TransCanada Corp. received the last of three key permits needed for its 485-mile Gulf Coast Project, an oil pipeline from Cushing, OK, to Nederland, TX, that would help alleviate constraints at Cushing where oil from the burgeoning Bakken Shale has been piling.

The latest permit is from the U.S. Army Corps of Engineers in Fort Worth, TX, and joins Corps permits from Galveston, TX, and Tulsa, OK. “TransCanada is now in a position to start construction of the oil pipeline in the coming weeks,” it said.

The project was originally conceived as part of the company’s controversial Keystone XL project to tap Canadian oil supplies. As the larger Keystone XL project became stymied, TransCanada in February said it would develop the Gulf Coast Project separately, saying it has “its own independent value to the marketplace” (see Shale Daily, Feb. 28).
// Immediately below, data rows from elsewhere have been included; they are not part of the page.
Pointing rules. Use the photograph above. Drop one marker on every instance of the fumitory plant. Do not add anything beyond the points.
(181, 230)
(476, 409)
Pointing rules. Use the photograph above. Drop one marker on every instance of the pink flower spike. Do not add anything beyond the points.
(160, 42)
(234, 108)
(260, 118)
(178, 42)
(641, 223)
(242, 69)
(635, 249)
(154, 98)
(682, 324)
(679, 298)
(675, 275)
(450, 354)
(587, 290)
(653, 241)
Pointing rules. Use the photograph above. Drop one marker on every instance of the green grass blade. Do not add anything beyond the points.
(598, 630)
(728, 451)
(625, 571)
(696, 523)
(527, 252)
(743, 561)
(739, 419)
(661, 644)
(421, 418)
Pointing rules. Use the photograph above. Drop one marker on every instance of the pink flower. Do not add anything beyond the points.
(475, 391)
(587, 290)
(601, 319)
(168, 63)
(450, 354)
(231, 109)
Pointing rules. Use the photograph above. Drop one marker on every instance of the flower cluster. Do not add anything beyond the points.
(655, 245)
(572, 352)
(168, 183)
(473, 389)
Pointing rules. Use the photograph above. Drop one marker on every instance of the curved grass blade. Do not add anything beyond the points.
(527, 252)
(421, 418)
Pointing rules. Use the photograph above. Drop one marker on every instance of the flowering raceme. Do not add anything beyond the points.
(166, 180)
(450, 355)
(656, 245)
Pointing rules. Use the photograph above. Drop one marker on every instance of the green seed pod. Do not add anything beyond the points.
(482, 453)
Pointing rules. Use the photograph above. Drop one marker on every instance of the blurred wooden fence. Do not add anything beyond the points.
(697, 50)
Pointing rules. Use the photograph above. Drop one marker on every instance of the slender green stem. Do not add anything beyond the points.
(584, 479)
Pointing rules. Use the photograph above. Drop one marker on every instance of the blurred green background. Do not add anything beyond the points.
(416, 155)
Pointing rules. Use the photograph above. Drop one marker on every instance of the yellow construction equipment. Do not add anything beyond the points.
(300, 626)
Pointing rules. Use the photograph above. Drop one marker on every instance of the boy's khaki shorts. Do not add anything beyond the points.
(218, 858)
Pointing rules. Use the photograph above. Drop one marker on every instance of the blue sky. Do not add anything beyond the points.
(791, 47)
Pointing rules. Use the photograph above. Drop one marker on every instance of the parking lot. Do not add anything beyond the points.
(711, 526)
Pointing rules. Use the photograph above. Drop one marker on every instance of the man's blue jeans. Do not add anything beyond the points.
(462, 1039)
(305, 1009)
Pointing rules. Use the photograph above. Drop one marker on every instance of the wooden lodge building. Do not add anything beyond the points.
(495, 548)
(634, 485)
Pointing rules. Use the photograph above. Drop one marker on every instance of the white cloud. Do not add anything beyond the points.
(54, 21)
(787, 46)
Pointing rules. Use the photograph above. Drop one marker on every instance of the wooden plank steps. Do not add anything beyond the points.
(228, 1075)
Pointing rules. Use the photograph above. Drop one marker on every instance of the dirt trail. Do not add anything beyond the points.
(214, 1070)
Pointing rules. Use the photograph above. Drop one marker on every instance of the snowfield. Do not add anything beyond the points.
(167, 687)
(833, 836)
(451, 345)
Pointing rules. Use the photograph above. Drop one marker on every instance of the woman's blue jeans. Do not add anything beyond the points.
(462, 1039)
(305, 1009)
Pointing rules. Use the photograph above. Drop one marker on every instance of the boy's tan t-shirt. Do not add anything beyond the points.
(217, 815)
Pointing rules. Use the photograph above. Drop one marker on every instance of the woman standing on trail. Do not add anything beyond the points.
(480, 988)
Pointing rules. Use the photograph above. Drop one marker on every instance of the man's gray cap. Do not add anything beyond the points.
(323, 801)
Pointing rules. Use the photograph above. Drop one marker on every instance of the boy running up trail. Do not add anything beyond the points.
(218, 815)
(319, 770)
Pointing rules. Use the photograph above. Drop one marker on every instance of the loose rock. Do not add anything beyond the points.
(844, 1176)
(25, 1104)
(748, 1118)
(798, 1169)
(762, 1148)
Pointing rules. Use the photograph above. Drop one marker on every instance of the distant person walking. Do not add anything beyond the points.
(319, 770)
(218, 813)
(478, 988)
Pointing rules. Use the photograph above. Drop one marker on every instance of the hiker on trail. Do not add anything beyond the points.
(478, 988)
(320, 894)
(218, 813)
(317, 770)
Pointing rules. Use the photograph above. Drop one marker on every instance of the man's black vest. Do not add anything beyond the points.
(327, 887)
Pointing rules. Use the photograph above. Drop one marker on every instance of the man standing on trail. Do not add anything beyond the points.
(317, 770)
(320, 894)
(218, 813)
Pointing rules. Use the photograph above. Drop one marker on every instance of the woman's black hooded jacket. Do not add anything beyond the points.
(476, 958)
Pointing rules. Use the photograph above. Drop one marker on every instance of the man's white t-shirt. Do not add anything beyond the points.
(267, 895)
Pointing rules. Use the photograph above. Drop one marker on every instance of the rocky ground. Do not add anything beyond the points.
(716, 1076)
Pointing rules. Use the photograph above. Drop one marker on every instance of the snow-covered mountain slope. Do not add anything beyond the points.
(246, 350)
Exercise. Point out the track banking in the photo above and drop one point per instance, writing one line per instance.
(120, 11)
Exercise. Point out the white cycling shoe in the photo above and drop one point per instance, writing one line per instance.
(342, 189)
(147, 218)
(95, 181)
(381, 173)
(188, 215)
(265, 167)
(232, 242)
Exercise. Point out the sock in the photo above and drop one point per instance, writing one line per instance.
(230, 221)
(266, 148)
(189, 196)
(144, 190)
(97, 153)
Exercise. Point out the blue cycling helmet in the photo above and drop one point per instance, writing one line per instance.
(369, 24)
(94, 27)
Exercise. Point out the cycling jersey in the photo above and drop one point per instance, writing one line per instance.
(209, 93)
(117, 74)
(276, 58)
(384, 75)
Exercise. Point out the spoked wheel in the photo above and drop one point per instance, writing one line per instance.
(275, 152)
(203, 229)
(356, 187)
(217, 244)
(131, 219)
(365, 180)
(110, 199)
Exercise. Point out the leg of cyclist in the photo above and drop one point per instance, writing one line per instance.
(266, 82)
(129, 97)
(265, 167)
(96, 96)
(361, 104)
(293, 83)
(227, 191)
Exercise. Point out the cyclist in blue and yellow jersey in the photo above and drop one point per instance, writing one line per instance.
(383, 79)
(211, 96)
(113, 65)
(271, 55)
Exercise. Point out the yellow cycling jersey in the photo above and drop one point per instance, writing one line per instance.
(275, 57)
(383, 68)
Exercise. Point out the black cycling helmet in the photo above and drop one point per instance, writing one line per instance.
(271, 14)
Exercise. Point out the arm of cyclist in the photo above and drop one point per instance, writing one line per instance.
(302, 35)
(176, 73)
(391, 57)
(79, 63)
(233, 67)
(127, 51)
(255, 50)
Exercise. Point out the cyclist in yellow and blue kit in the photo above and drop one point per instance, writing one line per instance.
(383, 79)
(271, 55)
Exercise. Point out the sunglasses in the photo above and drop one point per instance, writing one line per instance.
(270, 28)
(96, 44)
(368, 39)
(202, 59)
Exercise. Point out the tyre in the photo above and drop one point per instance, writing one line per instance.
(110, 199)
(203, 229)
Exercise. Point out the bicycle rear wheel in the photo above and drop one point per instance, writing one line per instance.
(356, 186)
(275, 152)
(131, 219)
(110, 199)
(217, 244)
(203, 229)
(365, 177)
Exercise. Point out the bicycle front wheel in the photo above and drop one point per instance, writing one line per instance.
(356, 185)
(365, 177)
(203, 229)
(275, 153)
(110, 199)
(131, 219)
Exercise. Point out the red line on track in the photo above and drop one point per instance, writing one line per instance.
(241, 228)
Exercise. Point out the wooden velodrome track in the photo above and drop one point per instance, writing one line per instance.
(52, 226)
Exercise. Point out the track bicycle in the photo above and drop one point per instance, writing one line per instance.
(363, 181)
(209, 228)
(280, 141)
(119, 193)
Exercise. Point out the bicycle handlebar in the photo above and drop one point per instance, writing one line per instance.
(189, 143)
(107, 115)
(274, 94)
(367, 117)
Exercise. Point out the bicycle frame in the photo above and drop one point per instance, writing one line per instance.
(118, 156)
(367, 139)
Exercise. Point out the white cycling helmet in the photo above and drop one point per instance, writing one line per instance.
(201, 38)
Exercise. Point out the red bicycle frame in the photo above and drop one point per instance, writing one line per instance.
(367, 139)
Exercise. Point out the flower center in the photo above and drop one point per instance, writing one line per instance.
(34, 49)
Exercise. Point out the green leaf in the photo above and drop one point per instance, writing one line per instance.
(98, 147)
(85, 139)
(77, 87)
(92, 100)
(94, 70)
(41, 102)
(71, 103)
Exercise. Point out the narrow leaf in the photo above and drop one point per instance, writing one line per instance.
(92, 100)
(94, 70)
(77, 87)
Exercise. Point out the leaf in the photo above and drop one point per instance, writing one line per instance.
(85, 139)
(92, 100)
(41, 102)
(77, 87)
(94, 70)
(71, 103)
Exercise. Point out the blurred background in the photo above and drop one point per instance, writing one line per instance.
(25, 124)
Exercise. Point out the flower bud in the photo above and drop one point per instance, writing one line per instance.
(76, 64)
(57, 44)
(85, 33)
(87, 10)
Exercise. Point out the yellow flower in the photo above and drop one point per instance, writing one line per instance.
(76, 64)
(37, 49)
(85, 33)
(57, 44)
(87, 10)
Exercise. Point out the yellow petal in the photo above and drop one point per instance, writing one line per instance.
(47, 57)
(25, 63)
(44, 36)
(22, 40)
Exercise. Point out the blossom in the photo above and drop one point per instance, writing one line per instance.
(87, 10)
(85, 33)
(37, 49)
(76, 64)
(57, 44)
“The pipeline will transport growing supplies of U.S. crude oil to meet refinery demand in Texas,” TransCanada said. “Gulf Coast refineries will be able to access lower-cost domestic production and avoid paying a premium to foreign oil producers, reducing cost and the United States’ dependence on foreign crude oil.”

The U.S. Department of State is currently reviewing TransCanada’s application for a Presidential Permit to proceed with the 1,179-mile (1,897-km) Keystone XL pipeline from Hardisty, Alberta to Steele City, NE, and is expected to make a decision in the first quarter of 2013. TransCanada also continues to work with the Nebraska Department of Environmental Quality to finalize a route that avoids the environmentally sensitive Sandhills area of Nebraska.

“The Gulf Coast Project and the entire Keystone system will further help the U.S. achieve true energy security,” said TransCanada CEO Russ Girling. “The U.S. Energy Information Administration has forecast the United States will continue to import more than seven million bbl of oil each day into 2035. I continue to believe Americans would prefer to consume their crude oil from domestic producers and from Canada rather than higher-priced oil from countries that do not share American values.”

On Friday TransCanada also reported second quarter results. Excluding an after-tax charge of $37 million, net income for the second quarter was $309 million (44 cents/share) compared to $353 million (50 cents/share) in second quarter of 2011.

“TransCanada’s diverse, high-quality energy infrastructure assets performed well in the second quarter,” Girling said. “While historically high natural gas storage levels and low natural gas and power prices adversely affected certain aspects of our business, the majority of our assets continued to generate stable and predictable earnings and cash flow.”